Page 124 of Caught from Behind

I love him so much.

This is so fucking great.

And…we might not work out.

He might leave.

I might fuck up in a way that can’t be fixed and?—

No, dammit. I won’t let that happen. I won’t. I fucking?—

“Ella?”

I blink, realize that he’s looking at me, that although he shifted from park to drive, he hasn’t taken his foot off the brake, hasn’t maneuvered onto the road.

Damn. I’m messing up, even right now.

“I’ll just steal that flannel I’ve been eyeing of yours,” I say lightly. “With these leggings”—I nod down—“and my boots, I’ll be full-on lumbergirl chic.”

But he doesn’t bite, doesn’t smile, and he doesn’t look away. He just holds my gaze, his seeing far too much, I realize, when he cups my jaw, leans over to brush his lips over my forehead. “I’m here, chérie,” he says softly. “Just know that I’m here.”

I clench his thigh. It’s tense beneath my palm, and holding on to the strength of him, inhaling the scent of him, helps me shove down the panic eating away at my insides.

I nod. “I know.”

He closes his eyes for one brief second, features softening, relief in his eyes, and then brushes his thumb over my cheek, nods once. “Good, baby.”

Then he drives us back to my place.

Because, of course he does.

And when I wake up to my eight alarms in the morning, it’s to find his flannel at the end of the bed, and a note on the pillow next to mine, the one that smells like Riggs.

Turns out he can write sweet nothings too.

I’ll be thinking of you every moment, chérie. How can I not? My heart is half-empty when you’re not with me.

“Apple fritter?”

I hear a few days later and freeze, mid-wrap of the cord around my blow dryer handle—shh, don’t tell Donna, who I just lectured on not ever doing that this morning—then turn to see that Kit is standing there with a white, grease-stained bag.

My heart starts slamming against my rib cage.

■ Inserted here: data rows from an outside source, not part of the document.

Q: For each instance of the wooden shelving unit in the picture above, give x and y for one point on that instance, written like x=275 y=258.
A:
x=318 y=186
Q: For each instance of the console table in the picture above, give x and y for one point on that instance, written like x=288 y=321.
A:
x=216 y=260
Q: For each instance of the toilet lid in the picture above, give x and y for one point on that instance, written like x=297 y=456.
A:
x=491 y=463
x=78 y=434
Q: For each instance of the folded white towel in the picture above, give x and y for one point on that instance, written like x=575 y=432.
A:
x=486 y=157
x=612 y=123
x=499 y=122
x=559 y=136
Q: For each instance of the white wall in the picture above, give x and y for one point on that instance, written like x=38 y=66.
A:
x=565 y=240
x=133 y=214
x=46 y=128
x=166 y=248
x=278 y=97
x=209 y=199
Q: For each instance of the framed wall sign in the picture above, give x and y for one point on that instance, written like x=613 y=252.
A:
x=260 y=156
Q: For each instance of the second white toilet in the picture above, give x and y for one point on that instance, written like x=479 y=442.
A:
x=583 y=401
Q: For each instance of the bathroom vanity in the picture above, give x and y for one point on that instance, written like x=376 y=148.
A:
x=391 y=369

His eyes slide from mine then come back. “I was…” A shrug. “Well, I had an extra and I thought it’d been a while since you had one.”

That’s not true.

I devoured two before I came into the salon this morning because I bought my usual extra for Kit before I remembered we aren’t talking—or weren’t, anyway—and they’ve sat in my stomach like lead all freaking day.

Now, though, with the offering up for grabs, my stomach rumbles.

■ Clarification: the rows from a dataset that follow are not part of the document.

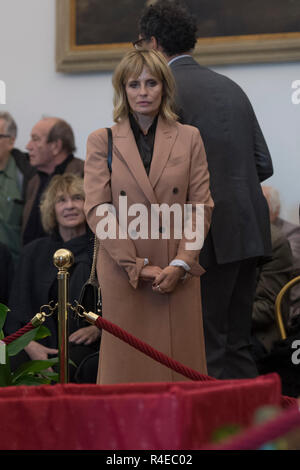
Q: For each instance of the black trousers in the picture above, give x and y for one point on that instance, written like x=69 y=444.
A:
x=227 y=298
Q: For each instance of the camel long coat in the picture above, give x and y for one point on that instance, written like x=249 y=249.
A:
x=171 y=323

He grins, shakes his head, and passes it over, slumping into the seat next to my station. “That last one was tough, huh?”

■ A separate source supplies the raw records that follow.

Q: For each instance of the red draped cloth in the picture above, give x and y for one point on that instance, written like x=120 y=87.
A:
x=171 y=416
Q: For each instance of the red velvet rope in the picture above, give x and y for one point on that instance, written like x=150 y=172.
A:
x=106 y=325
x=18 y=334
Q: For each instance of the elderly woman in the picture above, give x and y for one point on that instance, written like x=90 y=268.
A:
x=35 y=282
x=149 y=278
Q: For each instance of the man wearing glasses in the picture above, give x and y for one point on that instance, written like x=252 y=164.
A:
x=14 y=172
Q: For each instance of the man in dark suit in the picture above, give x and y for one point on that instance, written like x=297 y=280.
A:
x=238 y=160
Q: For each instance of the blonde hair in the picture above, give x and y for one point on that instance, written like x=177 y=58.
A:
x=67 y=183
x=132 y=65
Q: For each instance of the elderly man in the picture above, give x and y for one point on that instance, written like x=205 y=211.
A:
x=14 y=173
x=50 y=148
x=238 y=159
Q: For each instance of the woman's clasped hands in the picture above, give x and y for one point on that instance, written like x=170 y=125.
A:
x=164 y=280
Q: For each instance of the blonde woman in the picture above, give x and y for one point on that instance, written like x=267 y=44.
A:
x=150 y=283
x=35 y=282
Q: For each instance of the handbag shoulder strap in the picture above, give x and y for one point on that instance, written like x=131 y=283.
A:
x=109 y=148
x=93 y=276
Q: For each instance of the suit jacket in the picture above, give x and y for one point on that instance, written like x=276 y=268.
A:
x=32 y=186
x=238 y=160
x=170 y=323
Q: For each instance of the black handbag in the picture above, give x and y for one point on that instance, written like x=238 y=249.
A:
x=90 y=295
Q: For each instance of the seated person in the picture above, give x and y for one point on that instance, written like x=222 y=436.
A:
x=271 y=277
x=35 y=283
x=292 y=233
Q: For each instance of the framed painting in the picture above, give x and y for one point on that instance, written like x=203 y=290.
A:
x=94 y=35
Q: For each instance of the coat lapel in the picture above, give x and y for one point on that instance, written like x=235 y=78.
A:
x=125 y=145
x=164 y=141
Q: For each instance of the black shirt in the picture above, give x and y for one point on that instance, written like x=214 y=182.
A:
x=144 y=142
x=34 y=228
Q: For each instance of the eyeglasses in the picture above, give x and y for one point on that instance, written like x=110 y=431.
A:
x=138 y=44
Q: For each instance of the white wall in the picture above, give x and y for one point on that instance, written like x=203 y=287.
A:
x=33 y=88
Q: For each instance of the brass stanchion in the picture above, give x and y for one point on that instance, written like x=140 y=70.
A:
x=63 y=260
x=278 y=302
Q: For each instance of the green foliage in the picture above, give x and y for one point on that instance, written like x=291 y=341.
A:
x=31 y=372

I’m here well beyond when the appointment should have finished, so late that I figured everyone else had gone home.

Everyone except for Kit, I guess.

I slump into my own chair and rub at my throbbing temples. “Yeah,” I admit. My client didn’t like what I did and it was a I-want-more-blond-but-now-it’s-too-light, more-brown-but-now-it’s-too-dark situation.